AFSCME retiree blasts fiscal commission bill as a backdoor way to gut Social Security, Medicare

AFSCME retiree blasts fiscal commission bill as a backdoor way to gut Social Security, Medicare

AFSMCE Retiree Mary Cannon-James and Connecticut Rep. John Larson. Photo credit: Madalin Sammons/ AFSCME

Mary Cannon-James, president of AFSCME Iowa Retiree Chapter 61, spoke Thursday at a Capitol Hill event hosted by Rep. John Larson (D-Conn.), warning of the risks to older Americans like her if the Fiscal Commission Act (H.R. 5779) becomes law.

The bill is a solution in search of a problem. It would convene a group of experts – individuals who surely don’t or won’t depend on monthly Social Security checks to pay the bills – to address a so-called fiscal crisis that doesn’t actually exist.

The commission, like others that were set up in the past, could gut Social Security, Medicare and other safety net programs and squeeze people like Cannon-James, who retired and then reentered the workforce to make ends meet. She still works for the state of Iowa and relies on Social Security to get by.

“I started working for the state of Iowa when I was 19 years old,” Cannon-James, 75, said in remarks prepared for the event. “Throughout my career, I played a meaningful role in the lives of working families as an unemployment insurance hearing officer. After 35 years working for the state, I retired.”

Cannon-James and her husband had been looking forward to their next chapter, when her husband died unexpectedly. Under a U.S. Supreme Court ruling, she was stripped of the health care benefits she was to receive from her late husband, forcing her to go back to work.

“I am grateful for Social Security and Medicare, but they are not enough to get by,” said Cannon-James, who foots the bill for around 50% of her many health care costs. “I am barely scraping by to make my house payment, car payment, along with other necessities. Making ends meet is very difficult, which is why, at 75 years old, I have a full-time job.”
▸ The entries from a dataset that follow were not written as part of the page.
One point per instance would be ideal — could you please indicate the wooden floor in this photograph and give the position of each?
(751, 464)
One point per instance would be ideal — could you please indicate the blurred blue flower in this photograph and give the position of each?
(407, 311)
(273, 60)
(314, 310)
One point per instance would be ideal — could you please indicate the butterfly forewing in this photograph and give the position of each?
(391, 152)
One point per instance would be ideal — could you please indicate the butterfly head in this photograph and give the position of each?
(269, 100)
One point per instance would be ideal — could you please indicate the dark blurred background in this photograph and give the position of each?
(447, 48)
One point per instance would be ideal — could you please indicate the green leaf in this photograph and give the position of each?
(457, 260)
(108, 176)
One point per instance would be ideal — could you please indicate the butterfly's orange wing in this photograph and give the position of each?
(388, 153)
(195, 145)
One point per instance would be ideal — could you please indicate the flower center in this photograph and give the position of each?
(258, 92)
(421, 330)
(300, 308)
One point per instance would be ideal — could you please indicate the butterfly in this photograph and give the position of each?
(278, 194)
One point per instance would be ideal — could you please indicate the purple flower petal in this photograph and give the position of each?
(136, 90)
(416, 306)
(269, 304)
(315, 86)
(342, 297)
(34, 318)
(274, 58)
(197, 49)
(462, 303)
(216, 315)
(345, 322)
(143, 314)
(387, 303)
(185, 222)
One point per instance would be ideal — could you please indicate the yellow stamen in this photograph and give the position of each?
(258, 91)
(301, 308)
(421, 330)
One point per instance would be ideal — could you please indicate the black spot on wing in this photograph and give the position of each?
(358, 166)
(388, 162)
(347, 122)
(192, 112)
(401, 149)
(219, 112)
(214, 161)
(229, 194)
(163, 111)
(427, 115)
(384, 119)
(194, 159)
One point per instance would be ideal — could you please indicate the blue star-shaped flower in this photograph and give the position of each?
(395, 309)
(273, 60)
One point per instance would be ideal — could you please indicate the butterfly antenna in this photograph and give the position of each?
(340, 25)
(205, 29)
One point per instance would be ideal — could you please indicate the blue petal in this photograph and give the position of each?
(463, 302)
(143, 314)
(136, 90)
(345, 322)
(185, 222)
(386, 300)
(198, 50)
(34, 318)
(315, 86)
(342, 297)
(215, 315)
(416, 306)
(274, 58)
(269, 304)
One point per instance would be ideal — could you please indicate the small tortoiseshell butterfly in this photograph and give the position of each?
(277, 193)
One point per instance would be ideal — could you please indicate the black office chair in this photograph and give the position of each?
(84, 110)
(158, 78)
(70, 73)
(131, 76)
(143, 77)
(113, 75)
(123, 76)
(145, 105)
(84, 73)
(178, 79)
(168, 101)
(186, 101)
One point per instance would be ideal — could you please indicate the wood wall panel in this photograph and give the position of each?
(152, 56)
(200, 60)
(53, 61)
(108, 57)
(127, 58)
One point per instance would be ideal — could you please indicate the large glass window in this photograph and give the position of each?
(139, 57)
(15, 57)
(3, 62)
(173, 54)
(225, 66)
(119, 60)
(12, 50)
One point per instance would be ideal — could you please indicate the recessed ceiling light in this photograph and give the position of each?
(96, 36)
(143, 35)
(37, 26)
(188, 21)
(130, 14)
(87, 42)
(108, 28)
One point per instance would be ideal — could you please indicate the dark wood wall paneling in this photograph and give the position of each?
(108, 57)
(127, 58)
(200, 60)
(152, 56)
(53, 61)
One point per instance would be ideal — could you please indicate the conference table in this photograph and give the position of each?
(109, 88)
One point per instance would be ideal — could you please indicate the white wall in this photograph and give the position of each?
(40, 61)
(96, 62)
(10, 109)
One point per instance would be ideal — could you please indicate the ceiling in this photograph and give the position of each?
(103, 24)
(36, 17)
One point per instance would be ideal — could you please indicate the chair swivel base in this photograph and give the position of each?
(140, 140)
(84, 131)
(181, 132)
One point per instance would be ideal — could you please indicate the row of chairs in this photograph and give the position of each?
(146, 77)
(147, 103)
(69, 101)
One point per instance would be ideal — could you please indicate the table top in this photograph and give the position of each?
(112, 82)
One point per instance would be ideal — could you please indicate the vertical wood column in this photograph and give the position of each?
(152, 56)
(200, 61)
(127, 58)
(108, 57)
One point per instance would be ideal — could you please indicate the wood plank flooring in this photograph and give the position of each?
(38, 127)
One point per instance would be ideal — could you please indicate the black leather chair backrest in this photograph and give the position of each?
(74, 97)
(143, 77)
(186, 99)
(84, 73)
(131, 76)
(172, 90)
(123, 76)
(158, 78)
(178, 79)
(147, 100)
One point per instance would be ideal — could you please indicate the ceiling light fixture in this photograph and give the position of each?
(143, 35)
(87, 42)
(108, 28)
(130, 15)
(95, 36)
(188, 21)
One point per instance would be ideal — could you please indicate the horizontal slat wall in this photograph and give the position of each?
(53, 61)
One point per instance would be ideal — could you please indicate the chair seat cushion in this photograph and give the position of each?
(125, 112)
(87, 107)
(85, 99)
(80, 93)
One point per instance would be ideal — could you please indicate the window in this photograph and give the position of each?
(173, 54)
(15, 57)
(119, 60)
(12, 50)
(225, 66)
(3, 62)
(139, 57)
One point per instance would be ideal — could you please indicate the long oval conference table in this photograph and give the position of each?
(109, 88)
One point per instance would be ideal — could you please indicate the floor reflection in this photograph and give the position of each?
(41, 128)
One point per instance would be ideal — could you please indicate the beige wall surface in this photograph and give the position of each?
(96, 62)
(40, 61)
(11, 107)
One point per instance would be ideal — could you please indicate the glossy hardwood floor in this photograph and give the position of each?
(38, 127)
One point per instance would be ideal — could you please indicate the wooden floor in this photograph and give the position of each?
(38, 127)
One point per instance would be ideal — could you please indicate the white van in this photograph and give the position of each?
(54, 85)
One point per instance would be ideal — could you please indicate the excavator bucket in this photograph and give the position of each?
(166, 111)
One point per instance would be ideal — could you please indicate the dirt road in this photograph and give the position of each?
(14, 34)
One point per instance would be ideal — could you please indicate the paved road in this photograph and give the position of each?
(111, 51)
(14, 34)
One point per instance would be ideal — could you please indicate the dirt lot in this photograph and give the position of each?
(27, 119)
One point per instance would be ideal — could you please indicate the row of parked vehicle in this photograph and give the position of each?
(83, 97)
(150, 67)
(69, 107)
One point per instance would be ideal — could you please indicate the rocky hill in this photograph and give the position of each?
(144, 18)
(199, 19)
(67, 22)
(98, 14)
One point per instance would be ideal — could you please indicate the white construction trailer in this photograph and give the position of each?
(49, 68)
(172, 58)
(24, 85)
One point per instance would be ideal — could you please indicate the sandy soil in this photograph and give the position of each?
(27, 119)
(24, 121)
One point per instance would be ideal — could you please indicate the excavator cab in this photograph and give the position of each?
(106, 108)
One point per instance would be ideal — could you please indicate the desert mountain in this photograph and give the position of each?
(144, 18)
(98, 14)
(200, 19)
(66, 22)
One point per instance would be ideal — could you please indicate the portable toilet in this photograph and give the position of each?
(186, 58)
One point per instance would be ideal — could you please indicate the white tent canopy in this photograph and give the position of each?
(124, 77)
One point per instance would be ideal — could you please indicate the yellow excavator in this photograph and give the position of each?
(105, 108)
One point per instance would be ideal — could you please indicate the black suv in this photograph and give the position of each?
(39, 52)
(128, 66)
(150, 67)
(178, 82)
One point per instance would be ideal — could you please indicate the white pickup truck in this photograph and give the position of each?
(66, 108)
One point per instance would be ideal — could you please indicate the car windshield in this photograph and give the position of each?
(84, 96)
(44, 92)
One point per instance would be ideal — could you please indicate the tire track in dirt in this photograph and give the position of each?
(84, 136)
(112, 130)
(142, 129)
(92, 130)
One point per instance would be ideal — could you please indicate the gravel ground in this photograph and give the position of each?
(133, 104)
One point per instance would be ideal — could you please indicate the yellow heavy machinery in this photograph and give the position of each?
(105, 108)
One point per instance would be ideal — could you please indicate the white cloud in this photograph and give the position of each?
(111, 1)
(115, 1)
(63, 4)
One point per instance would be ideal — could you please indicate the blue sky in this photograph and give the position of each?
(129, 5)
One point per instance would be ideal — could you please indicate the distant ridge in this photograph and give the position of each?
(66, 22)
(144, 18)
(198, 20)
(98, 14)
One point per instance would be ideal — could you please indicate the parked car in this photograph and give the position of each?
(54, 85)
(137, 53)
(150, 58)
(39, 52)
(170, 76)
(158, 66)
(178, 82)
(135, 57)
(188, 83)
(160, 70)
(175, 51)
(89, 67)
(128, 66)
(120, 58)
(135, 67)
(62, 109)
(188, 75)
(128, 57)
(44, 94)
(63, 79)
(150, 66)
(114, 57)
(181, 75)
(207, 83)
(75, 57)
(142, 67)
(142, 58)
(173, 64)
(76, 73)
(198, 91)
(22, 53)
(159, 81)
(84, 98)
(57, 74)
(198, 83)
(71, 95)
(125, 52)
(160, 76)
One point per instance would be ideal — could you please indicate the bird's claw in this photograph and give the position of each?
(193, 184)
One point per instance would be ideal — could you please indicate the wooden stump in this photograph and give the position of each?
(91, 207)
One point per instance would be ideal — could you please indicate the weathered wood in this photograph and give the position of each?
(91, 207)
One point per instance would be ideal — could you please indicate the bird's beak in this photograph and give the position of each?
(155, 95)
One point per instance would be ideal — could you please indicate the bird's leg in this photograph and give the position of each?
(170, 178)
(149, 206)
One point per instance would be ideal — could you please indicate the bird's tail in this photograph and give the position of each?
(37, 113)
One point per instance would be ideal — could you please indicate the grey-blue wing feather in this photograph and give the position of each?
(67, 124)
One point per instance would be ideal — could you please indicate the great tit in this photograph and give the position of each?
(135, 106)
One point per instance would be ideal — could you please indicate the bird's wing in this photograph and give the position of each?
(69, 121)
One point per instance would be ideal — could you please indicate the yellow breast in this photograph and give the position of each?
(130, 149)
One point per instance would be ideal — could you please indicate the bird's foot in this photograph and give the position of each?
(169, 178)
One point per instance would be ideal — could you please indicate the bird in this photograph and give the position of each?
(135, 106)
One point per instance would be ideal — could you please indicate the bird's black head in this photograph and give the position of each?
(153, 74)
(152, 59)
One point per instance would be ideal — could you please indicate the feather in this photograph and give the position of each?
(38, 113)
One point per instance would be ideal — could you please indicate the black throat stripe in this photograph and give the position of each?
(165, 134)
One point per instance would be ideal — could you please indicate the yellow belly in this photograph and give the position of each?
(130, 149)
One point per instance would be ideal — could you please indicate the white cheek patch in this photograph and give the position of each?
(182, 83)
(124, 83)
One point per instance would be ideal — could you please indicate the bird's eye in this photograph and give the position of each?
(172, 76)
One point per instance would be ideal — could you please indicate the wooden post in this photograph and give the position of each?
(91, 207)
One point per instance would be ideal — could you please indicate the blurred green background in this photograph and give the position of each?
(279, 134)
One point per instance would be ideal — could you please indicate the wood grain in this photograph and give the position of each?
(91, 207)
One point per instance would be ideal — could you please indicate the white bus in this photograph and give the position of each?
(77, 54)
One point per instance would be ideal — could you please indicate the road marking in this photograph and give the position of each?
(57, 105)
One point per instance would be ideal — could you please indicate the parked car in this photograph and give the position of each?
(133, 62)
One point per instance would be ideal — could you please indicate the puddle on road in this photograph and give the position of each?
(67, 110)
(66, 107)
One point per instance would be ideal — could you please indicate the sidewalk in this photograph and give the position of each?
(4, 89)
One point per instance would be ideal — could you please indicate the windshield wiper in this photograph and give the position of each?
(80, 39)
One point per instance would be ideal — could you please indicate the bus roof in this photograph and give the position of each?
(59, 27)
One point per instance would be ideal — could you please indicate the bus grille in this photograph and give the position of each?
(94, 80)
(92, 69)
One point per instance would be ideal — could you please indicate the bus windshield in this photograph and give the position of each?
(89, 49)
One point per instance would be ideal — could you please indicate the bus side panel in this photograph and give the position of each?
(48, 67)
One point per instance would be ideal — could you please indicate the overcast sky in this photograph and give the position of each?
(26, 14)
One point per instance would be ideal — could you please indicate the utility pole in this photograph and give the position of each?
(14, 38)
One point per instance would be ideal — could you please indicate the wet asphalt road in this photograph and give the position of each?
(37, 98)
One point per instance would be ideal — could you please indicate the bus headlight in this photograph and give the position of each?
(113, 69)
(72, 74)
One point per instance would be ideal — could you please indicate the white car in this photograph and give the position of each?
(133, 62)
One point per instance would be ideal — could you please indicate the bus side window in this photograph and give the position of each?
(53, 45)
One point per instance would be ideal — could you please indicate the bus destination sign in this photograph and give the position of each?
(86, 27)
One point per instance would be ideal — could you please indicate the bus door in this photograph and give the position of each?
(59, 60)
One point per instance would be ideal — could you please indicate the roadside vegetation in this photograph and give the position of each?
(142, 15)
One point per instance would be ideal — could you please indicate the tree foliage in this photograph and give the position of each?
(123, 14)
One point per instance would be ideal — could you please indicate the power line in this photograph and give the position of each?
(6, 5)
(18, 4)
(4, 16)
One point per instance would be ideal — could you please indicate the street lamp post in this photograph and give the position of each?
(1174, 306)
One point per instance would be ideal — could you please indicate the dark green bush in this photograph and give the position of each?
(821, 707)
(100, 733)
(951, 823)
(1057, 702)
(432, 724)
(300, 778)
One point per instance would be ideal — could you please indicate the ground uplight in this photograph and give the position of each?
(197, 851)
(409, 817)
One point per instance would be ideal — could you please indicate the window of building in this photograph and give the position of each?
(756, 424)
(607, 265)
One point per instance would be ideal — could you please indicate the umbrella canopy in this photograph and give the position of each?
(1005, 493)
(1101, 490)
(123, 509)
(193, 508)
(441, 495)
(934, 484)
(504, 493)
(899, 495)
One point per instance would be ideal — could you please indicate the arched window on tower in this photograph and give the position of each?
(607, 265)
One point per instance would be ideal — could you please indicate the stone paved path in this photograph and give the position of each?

A fiscal commission, Cannon-James warned, would hurt seniors and others who rely on crucial programs. Fiscal commissions sidestep, or fast-track, the deliberative legislative process. And they have hurt seniors and public service workers in the past. A previous fiscal commission’s work led to the harmful Government Pension Offset (GPO) and Windfall Elimination Provision (WEP) that unfairly cuts public service workers and their spouses’ Social Security benefits. Other commissions have tried to privatize Social Security, raised the retirement age and have reduced cost-of-living adjustments.

“At a time when corporations and CEOs are making record profits and paying next to nothing in taxes, Congress should focus on identifying ways to protect and expand Medicare and Social Security, not cut them. These programs are not just numbers on a budget; they are vital for my well-being and that of tens of millions of other retired Americans,” said Cannon-James.

Larson, the Connecticut congressman, noted that more than 100 organizations oppose a fiscal commission because of the threat it poses to the programs working Americans depend on. AFSCME and a host of other labor unions are among them.

“I am glad to be joined by our nation’s labor leaders to express how dangerous this commission is for our working families who have earned their benefits with every paycheck during their years of hard work,” Larson said in a press release. “Republicans want to form a fast-track commission that would cut benefits for more than 67 million Americans who rely on Social Security behind closed doors. I stand against these attacks on earned benefits and will continue to oppose any and all attempts to slash Social Security.”

While Americans support raising revenues, Cannon-James said a fiscal commission is not the way to do it.

“It is time for Congress to pass equitable tax policies that require corporations and the very wealthy to pay their fair share rather than relying solely on spending cuts to crucial programs,” said Cannon-James. “We need a thoughtful approach that ensures financial stability for everyone, not just the privileged few.”